Which comes first, life or death?

I just recently began Beth Moore’s 90 Days with the One and Only.
It’s a devotional all about Jesus.
I thought it would be a perfect devotional to begin during Lent,
since what I really want right now is to be focused on Jesus as I journey towards Easter.
It’s always amazing to me, although by now I should expect it,
how God uses scripture and devotions to speak into my life,
for the exact time and season that my life is in.
This week’s readings have all been about Jesus’ birth.
The beginning.
In some ways it has felt strange to “look back” at the themes of Christmas
while I am walking towards the torment and death of my Savior,
but this morning it struck me that this circle of life is what every day is about…
new life and death, death and new life.
Yes, we all are born, live and die.  But that is not really what I am talking about.

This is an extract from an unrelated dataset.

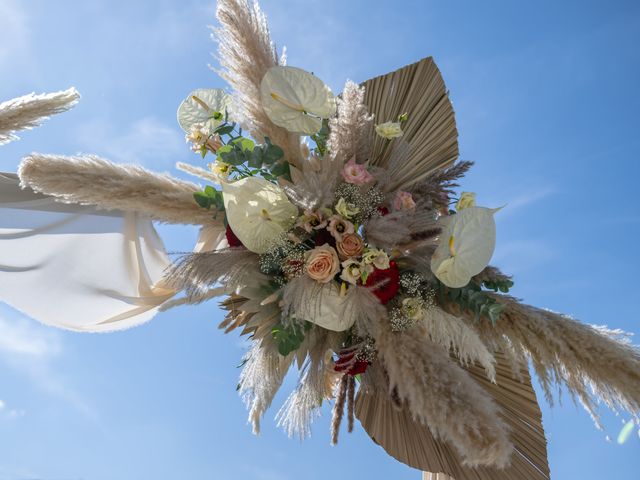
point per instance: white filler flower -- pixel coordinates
(199, 107)
(296, 100)
(258, 212)
(466, 246)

In all common sense, I think we would all say that life comes before death.
You have to be born in order to die, right?
Well, if you are thinking of it that way, yes.
In the midst of doing life, however, 
I am realizing that you really can’t have life without death first.
Yep, it’s the whole chicken and the egg thing…
Oh, I am alive and I am living life.  I love my life.
I love my family, my husband, my kids, my friends, my home.
Life is amazing and beautiful, but in all honesty, it’s also hard.
Things don’t always go the way I would have them go.
My kids don’t always act the way I would like them to act.
I do not always react to people or situations with patience or kindness.
I do not always like how others act or how I act,
and I don’t always respond very well to that.
To truly experience the joy of life,
I need to die to this idea that my way is the way.
To live as Christ,
I must surrender my life to him, let go of all I want to control.
It’s hard to do, and painful at times.
It means acknowledging that I don’t know it all and can’t control it all.
I am not perfect (ouch!) and that is ok.
It means taking a good look at myself, how I interact and react to people and situations,
living in forgiveness and doing the hard work of changing.
And so today, I am reminded of the joy of new life,
the sweetness of a baby’s smile,
the freshness of a Spring morning,
the gift of God’s mercy and grace,
all of which I can never enjoy to the full unless I look outside myself
and surrender all I can not control, which is really everything.
Today I stand humbly before the manger
and humbly before the cross,
in awe of the life that Jesus lived, sacrificed and gave all for us.
Thankful for a death that in turn gives new life.